Di Jonggol saya termasuk orang baru, belum lama tinggal dan baru beberapa bulan tinggal di perumahan Citra Indah. Yang menarik setelah tinggal di Jonggol adalah bukit bukit kecil yang terhampar, rasa penasaran saya pada alam dan naluri blusukan saya. Tentu saja saya kurang suka jalan normal, yang menarik adalah jalan alternatif kalau perlu menyusur sawah, meskipun dengan resiko ban berbalut lumpur tebal. Tidak masyalah hehehe.
Namun pada tes pertama menyusur jalan berkelok, menanjak, becek, berlumpur ternyata nafas saya sudah megap -- megap. Sudah lama tidak nggowes menempuh jarak jauh membuat nafas menderu, ngap- ngap. Saat jalan menanjak saya lebih sering istirahat, setelah nafas teratur kembali baru meneruskan perjalanan. Untungnya ketika ketemu perkampungan penduduk yang hanya sekitar dua tiga rumah dan menemukan warung, saya mesti istirahat, menyeruput teh, buang hajat di bilik mandi sederhana banget.
Suasana kampung sepi dikelilingi hamparan sawah luas yang menurut penerawangan saya adalah proyek percontohan dari Istitut Pertanian Bogor. Daerahnya tepat di tepi hutan Sawit desa Singasari Jonggol. Saya menyusur jalan setapak, dengan sepeda yang belepotan dengan lumpur. Setelah pulih tenaga, saya melanjutkan perjalanan menyusuri jalan setapak yang terus menanjak. Ini baru pertama saya lalui, benar- benar luar biasa tapi tampaknya jalan itu pasti sering digunakan untuk trek menantang motor trail, atau pesepeda yang memilih jalan cukup ekstrem.
Kalau melirik suasana perkotaan seperti tercermin di perumahan yang termasuk luas dan besar di kawasan Jonggol betapa njomplangnya. Rumah - rumah yang dibangun amat sederhana sekedar untuk berteduh. Namun mungkin beda dengan suasana hati mereka. Meskipun hidup di ibaratnya gubuk sederhana, menyatu dengan alam, sunyi senyap dari hiruk pikuk negeri yang dipenuhi oleh perdebatan politik dan saling jegal dalam hal kekuasaan, tampaknya mereka lebih senang menikmati jengkerik dan larut bersama tanaman tanamannya yang sebetulnya hasilnya tidak seberapa.

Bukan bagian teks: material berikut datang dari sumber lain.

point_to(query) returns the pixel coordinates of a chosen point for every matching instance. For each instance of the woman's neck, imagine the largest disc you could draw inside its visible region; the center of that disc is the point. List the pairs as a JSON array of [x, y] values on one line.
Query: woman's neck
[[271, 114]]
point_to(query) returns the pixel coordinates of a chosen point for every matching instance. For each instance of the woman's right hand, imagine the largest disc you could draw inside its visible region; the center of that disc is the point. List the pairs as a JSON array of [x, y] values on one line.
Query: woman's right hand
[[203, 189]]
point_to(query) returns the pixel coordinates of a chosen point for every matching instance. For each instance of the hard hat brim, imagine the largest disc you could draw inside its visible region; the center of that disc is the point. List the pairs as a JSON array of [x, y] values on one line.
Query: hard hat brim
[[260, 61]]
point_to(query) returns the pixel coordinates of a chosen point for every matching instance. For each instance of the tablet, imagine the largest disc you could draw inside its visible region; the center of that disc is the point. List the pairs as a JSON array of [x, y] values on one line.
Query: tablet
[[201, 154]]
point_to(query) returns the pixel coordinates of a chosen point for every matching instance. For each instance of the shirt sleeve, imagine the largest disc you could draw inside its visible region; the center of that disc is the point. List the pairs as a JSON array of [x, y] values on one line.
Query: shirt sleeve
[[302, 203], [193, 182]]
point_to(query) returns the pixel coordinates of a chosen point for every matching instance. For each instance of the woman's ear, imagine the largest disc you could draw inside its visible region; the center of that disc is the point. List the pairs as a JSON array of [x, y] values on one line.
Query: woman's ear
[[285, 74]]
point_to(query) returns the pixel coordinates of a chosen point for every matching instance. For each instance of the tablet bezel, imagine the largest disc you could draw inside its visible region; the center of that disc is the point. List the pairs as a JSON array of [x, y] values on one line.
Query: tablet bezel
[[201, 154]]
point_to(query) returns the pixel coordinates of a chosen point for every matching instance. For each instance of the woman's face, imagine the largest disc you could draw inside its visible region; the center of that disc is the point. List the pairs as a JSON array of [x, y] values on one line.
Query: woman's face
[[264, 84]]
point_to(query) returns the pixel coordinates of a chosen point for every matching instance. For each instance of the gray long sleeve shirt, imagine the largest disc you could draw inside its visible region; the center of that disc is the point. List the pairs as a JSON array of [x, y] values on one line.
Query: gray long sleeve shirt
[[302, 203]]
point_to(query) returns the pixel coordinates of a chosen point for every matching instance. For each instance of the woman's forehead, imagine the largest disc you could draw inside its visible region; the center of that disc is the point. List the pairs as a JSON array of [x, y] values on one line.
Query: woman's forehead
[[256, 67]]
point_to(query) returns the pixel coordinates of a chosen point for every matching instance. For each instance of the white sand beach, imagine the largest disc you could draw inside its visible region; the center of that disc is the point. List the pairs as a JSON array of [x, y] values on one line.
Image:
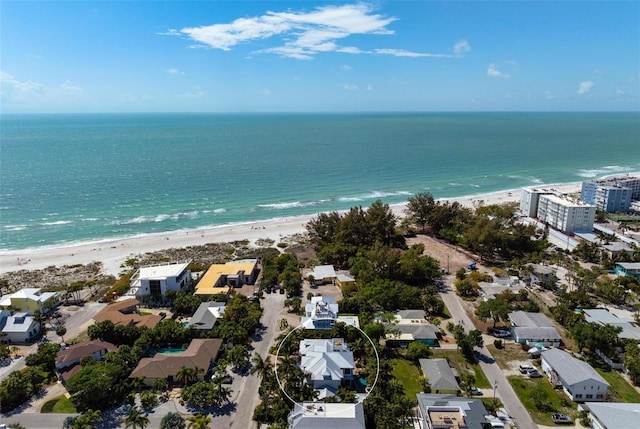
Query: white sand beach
[[112, 253]]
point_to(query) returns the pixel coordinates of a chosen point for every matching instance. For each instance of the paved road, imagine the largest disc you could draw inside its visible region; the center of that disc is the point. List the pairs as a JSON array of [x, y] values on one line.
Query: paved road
[[504, 391], [246, 387]]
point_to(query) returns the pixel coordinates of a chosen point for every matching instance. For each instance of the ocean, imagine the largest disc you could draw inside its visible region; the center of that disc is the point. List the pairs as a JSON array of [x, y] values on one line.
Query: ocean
[[72, 178]]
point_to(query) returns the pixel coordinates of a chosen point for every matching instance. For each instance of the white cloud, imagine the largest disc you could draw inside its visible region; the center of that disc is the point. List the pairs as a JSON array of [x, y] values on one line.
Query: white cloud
[[461, 47], [403, 53], [585, 87], [301, 35], [494, 72]]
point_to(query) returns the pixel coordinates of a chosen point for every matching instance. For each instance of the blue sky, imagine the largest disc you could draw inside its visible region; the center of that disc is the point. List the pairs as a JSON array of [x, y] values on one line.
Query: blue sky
[[280, 56]]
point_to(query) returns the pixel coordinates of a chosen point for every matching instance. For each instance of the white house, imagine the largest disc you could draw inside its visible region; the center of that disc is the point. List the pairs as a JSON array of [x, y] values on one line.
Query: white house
[[612, 415], [578, 379], [156, 280], [19, 328], [315, 415], [322, 313], [328, 364], [533, 328]]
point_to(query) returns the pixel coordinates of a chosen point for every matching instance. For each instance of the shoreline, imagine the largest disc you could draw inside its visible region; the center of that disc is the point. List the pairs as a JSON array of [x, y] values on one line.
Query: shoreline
[[113, 252]]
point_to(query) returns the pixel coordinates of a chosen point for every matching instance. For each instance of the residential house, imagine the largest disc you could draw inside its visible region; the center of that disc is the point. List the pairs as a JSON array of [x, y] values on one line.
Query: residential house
[[221, 278], [328, 364], [19, 328], [201, 353], [612, 415], [441, 377], [533, 329], [542, 275], [322, 313], [628, 269], [126, 313], [28, 300], [155, 280], [68, 360], [206, 316], [323, 274], [409, 326], [438, 411], [577, 378], [318, 415]]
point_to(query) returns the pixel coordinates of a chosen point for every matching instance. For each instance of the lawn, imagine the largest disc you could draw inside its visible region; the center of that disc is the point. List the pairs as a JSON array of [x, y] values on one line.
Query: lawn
[[620, 390], [59, 404], [457, 361], [557, 401], [409, 375]]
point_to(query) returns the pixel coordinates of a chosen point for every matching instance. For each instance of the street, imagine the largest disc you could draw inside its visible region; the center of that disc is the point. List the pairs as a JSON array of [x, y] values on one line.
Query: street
[[494, 374]]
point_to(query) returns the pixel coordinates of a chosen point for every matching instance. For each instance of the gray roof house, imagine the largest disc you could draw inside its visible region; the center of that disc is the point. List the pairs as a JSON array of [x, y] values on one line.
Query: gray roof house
[[320, 415], [450, 411], [578, 379], [612, 415], [205, 317], [441, 376], [533, 328], [327, 363]]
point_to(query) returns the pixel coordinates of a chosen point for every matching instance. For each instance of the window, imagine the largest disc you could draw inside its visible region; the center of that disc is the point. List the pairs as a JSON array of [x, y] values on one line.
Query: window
[[154, 286]]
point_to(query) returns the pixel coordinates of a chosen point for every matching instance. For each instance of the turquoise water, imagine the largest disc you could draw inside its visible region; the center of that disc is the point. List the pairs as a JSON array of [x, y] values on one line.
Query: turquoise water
[[70, 178]]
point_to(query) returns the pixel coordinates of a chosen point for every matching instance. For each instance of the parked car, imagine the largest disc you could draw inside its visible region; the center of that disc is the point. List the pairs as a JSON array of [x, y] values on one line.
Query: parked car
[[525, 368], [475, 391], [561, 419], [534, 373]]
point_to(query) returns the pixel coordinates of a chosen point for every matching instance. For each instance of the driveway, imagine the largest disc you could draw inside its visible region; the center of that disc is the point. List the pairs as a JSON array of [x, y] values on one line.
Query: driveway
[[504, 391]]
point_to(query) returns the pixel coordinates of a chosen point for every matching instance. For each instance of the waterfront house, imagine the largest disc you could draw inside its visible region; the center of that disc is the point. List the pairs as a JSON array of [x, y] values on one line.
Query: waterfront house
[[126, 313], [155, 280], [206, 316], [221, 278], [317, 415], [20, 328], [28, 300], [327, 363], [577, 378], [201, 353]]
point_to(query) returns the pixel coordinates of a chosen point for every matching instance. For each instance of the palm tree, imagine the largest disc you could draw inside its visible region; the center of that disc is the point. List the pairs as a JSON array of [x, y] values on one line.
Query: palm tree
[[135, 419], [60, 331], [199, 421]]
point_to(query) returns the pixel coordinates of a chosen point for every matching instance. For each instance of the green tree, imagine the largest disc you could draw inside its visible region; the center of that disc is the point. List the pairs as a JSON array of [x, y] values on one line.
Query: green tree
[[61, 331], [135, 419], [172, 421], [199, 421]]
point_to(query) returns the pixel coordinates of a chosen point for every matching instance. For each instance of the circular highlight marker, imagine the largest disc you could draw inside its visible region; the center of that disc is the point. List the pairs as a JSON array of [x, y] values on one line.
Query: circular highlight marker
[[367, 393]]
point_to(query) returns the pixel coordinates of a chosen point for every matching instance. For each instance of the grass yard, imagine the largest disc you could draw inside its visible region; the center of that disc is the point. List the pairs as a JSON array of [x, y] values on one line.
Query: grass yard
[[59, 404], [457, 361], [620, 390], [556, 400], [409, 375]]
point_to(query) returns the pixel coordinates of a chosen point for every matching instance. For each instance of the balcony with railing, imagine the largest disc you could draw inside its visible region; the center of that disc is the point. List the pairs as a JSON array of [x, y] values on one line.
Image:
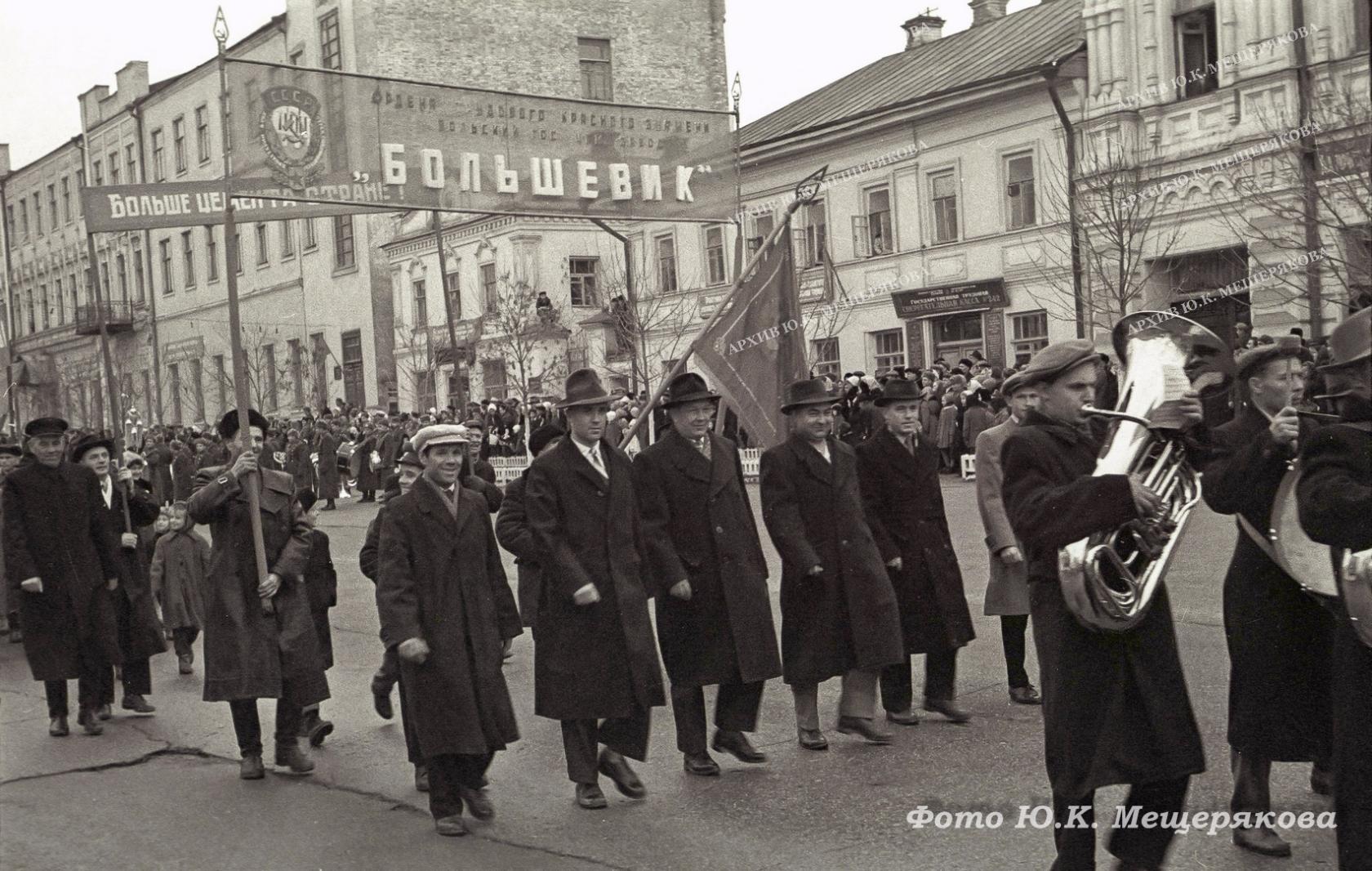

Ketika saya putuskan blusukan ke tempat - tempat yang masih alami, saya semakin kagum bahwa alam Indonesia memang luar biasa. Subur dan indah. Melihat hamparan sawah terbentang, melihat bagaimana alam masih memberikan berkah saya hanya khawatir sebentar lagi lahan -- lahan pertanian itu akan segera lenyap, berganti dengan perumahan yang mau tidak mau dipenuhi oleh beton -- beton, aspal dan berbagai bangunan yang melenyapkan kesuburan. Meskipun penghuninya hobi bertanam, namun lama- lama lahan pertanian akan semakin menyusut. Itu pasti, jumlah manusia akan terus bertambah dan mereka butuh tempat berteduh yang nyaman. Maka tanah subur dari petakan petakan sawah semakin tergusur.Apa yang terlihat di pinggiran kota seperti Jonggol mengindikasikan bahwa tekanan modernitas semakin meminggirkan kegiatan alami yaitu pertanian.
Saya sendiri yang berasal dari desa merasa berdosa juga. Sebagai salah satu putra yang lahir dari desa yang sebagian besar hidup dari bertani saya malah pergi ke kota mencari pengharapan baru. Kulit telapak semakin tipis dengan hanya mengandalkan jari dan otak untuk mencari uang. Padahal desa butuh orang -- orang seperti saya yang bisa memajukan desa dengan lahan pertaniannya.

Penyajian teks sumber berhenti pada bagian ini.